For patients receiving implantable cardioverter-defibrillators, programming the devices to have prolonged rather than standard-length arrhythmia detection intervals lowers the rate of antitachycardia pacing and shocks delivered, as well as the number of inappropriate shocks, according to the results of ADVANCE III, published in the May 8 issue of JAMA.
In a 2-year clinical trial conducted at 94 medical centers in Europe, the Middle East, Russia, and Africa, 1,902 patients who received single-, dual-, or triple-chamber ICDs for either primary or secondary prevention were randomly assigned to have the devices programmed to deliver therapies at standard detection intervals (954 subjects) or at prolonged detection interval (948 subjects). "The delay allowed nonsustained events to self-terminate, thus avoiding unnecessary therapies," without excessively delaying therapies if they were still needed, said Dr. Maurizio Gasparini of Humanitas Clinical and Research Center, Rozzano (Italy), and his associates in the ADVANCE III (Avoid Delivering Therapies for Nonsustained Arrhythmias in ICD Patients III) study. As this news organization reported, Dr. Gasparini first presented these results last May at the annual meeting of the Heart Rhythm Society in Boston.

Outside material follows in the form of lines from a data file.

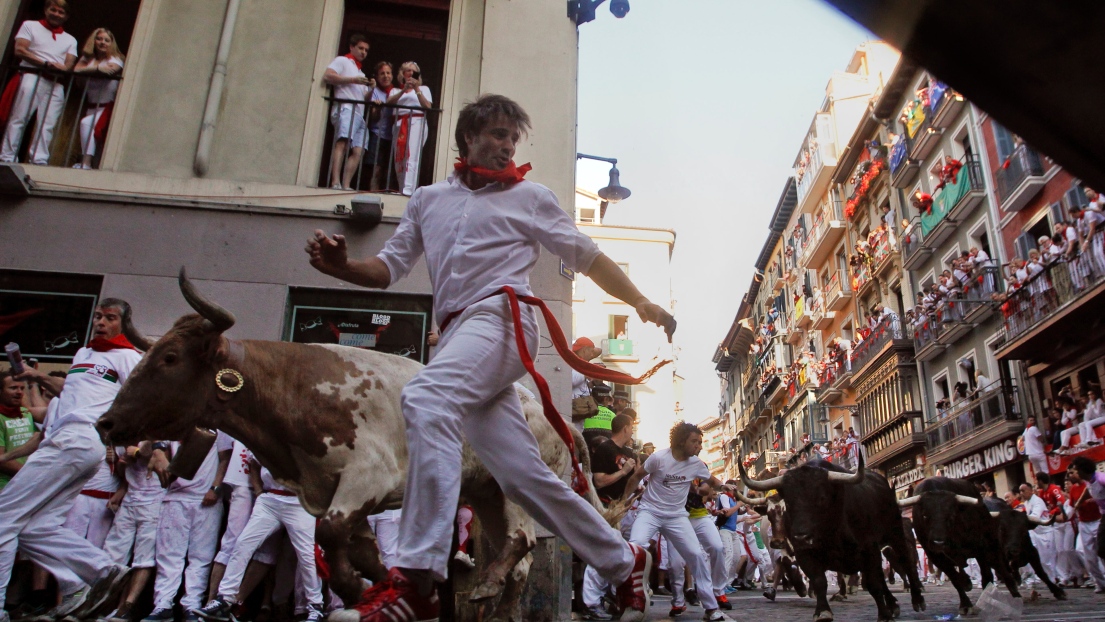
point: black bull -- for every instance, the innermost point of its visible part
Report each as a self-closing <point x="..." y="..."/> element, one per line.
<point x="842" y="522"/>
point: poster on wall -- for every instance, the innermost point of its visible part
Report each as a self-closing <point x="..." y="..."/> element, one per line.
<point x="393" y="331"/>
<point x="49" y="326"/>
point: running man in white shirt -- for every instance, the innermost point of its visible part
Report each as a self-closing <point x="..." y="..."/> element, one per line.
<point x="481" y="232"/>
<point x="663" y="508"/>
<point x="33" y="504"/>
<point x="346" y="75"/>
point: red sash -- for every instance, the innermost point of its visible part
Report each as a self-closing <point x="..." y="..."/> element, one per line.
<point x="578" y="480"/>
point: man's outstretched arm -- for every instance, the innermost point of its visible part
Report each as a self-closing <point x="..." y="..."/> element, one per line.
<point x="330" y="256"/>
<point x="606" y="273"/>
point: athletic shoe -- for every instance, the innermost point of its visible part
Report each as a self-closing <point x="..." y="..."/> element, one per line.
<point x="217" y="610"/>
<point x="159" y="615"/>
<point x="633" y="594"/>
<point x="396" y="599"/>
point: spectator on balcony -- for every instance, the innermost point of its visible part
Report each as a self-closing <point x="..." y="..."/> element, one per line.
<point x="379" y="138"/>
<point x="350" y="85"/>
<point x="410" y="127"/>
<point x="43" y="45"/>
<point x="101" y="55"/>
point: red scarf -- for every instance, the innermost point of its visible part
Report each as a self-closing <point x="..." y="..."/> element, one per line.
<point x="119" y="341"/>
<point x="508" y="175"/>
<point x="54" y="31"/>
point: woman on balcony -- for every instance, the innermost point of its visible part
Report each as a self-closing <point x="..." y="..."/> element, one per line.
<point x="101" y="56"/>
<point x="411" y="129"/>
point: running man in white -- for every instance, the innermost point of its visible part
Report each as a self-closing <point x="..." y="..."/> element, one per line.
<point x="481" y="232"/>
<point x="663" y="508"/>
<point x="34" y="503"/>
<point x="275" y="507"/>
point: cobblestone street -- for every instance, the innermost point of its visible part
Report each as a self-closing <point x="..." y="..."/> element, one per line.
<point x="940" y="600"/>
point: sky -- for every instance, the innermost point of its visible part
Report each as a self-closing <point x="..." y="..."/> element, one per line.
<point x="705" y="104"/>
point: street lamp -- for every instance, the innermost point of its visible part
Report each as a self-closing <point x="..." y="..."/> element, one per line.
<point x="614" y="191"/>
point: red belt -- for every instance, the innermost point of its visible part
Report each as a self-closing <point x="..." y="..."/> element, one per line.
<point x="591" y="370"/>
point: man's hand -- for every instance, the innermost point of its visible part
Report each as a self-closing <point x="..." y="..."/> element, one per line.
<point x="328" y="255"/>
<point x="655" y="314"/>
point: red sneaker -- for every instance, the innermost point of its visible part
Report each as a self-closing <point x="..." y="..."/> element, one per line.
<point x="633" y="594"/>
<point x="396" y="599"/>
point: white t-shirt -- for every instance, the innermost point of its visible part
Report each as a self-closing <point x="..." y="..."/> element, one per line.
<point x="238" y="471"/>
<point x="1033" y="442"/>
<point x="44" y="44"/>
<point x="195" y="488"/>
<point x="347" y="67"/>
<point x="92" y="383"/>
<point x="670" y="482"/>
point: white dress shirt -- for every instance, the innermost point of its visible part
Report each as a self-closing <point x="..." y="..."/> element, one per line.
<point x="475" y="242"/>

During a median follow-up of 1 year, the long-detection–interval group had a significantly lower rate of therapies delivered and a significantly lower rate of inappropriate shocks delivered. They also had a significantly lower rate of hospitalizations (42 vs. 52/100 person-years). But these benefits did not come at the cost of more episodes of syncope, since those rates did not differ significantly between the two study groups (3.1 vs. 1.9/100 person-years, respectively), the investigators said (JAMA 2013;309:1903-11).
"At present, the ‘out of the box’ settings used by some ICD manufacturers may be too conservative, with nominal treatment delays as short as 1-3 seconds. On the basis of previous evidence and the current findings, it seems reasonable that a long-detection interval may be preferable in the majority of patients," they noted.
In an editorial accompanying this report, Dr. Merritt H. Raitt of Portland Veterans Administration Medical Center and Oregon Health and Science University said, "This trial is important in that it extends the study population to include patients with both primary and secondary indications for ICD implants as well as to those with single-chamber ICDs."
Moreover, the findings add "important new information to the evidence base of ICD programming," he said (JAMA 2013;309:1937-8).
"Regardless of whether these programming intervals lead to reduced mortality, the unequivocal reduction in ICD shocks and the reduction in hospitalization without an increase in adverse events such as syncope suggests that this programming approach should be considered for adoption in the care of patients with ICDs and clinical characteristics similar to those enrolled in these studies," Dr. Raitt said.
ADVANCE III was funded by Medtronic. Dr. Gasparini reported ties to Medtronic and Boston Scientific, and his associates reported ties to Medtronic, Sorin, Boston Scientific, St. Jude Medical, Boehringer-Ingelheim, Biotronik, and Biosense-Webster.